Grundsätzlich haben Kinder Anspruch darauf, Auskunft über ihre Herkunft zu erhalten, da diese einen wichtigen Bestandteil ihres allgemeinen Persönlichkeitsrechts darstellt. So sah es das Bundesverfassungsgericht schon im Jahre 1989. Doch wie lässt sich das Recht darauf, den Namen des biologischen Vaters zu erfahren, damit vereinbaren, dass der damalige Samenspender seinen Vertrag nach DDR-Recht schloss und darauf vertrauen durfte, dass seine Anonymität gewahrt blieb? Dieser Frage ging der BGH im Januar 2019 nach.

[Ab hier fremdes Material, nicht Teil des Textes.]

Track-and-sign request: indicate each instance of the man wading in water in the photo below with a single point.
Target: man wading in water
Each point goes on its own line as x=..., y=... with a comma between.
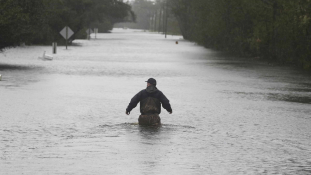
x=150, y=104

Junge Frau will Namen ihres biologischen Vaters erfahren

Eine junge Frau erfuhr im Alter von 23 Jahren, dass der Mann, den sie bislang für ihren Vater gehalten hatte, nicht ihr biologischer Vater war. Die Frau, die mit Hilfe einer Samenspendeklinik gezeugt wurde, versuchte durchzusetzen, dass die Identität ihres biologischen Vaters aufgedeckt wurde. Allerdings fand die Behandlung ihrer Mutter in der Samenspendeklinik kurz von der Wende statt, wodurch der Vorgang der künstlichen Befruchtung im Rahmen von DDR-Recht durchgeführt wurde. Dem Samenspender wurde im Vertrag mit der Reproduktionsklinik zugesichert, dass seine Spende anonym und sein Name geheim bliebe. Dies galt auch im Hinblick auf etwaige leibliche Kinder. Im vorliegenden Fall kommt hinzu, dass die DDR Samenspender darauf vertrauen konnten, dass ihre Namen nicht preisgegeben wurden.

Grundsätzlich werden Verträge, die nach DDR-Recht geschlossen wurden, von deutschen Gerichten so ausgelegt, als ob die damaligen Normen auch heute noch anzuwenden wären. Würde man dies im vorliegenden Fall tun, könnte das Vertragsverhältnis als Vertrag mit Schutzwirkung zugunsten Dritter klassifiziert werden, die eine rechtliche Sonderbeziehung zwischen den gezeugten Kindern und der Klinik begründet. Daraus könnte der Anspruch der Kinder gegenüber der Klinik folgen, die Namen der Samenspender zu erfahren.

Recht der Kinder auf Auskunft überwiegt allgemeine Persönlichkeitsrechte der Samenspender

Auch im Hinblick auf den Grundsatz von “Treu und Glauben” spricht dafür, dass Kinder einen Anspruch auf die Auskunft über die Namen ihrer Samenspender haben. Unabhängig davon, ob die Ansprüche vor oder nach der Wiedervereinigung entstanden sind. In der Abwägung müssen den Rechten der Kinder zwar auch die der Samenspender gegenüber gestellt werden, doch der höchstpersönliche Anspruch der Kinder, ihre Herkunft zu kennen, wiegt schwerer als das Recht der Samenspender, ihre Namen nicht preiszugeben. Zudem führen die Richter des BGH aus, dass das eigentlich anzuwendende DDR-Recht gegen das vom Grundgesetz geschützte allgemeine Persönlichkeitsrecht verstoße und somit keinen Vertrauensschutz für die Samenspender generiere. Auch, dass die Eltern bei der Behandlung in der Klinik zugestimmt hatten, den Namen des Samenspenders nicht zu erfahren, ist in diesem Zusammenhang unerheblich.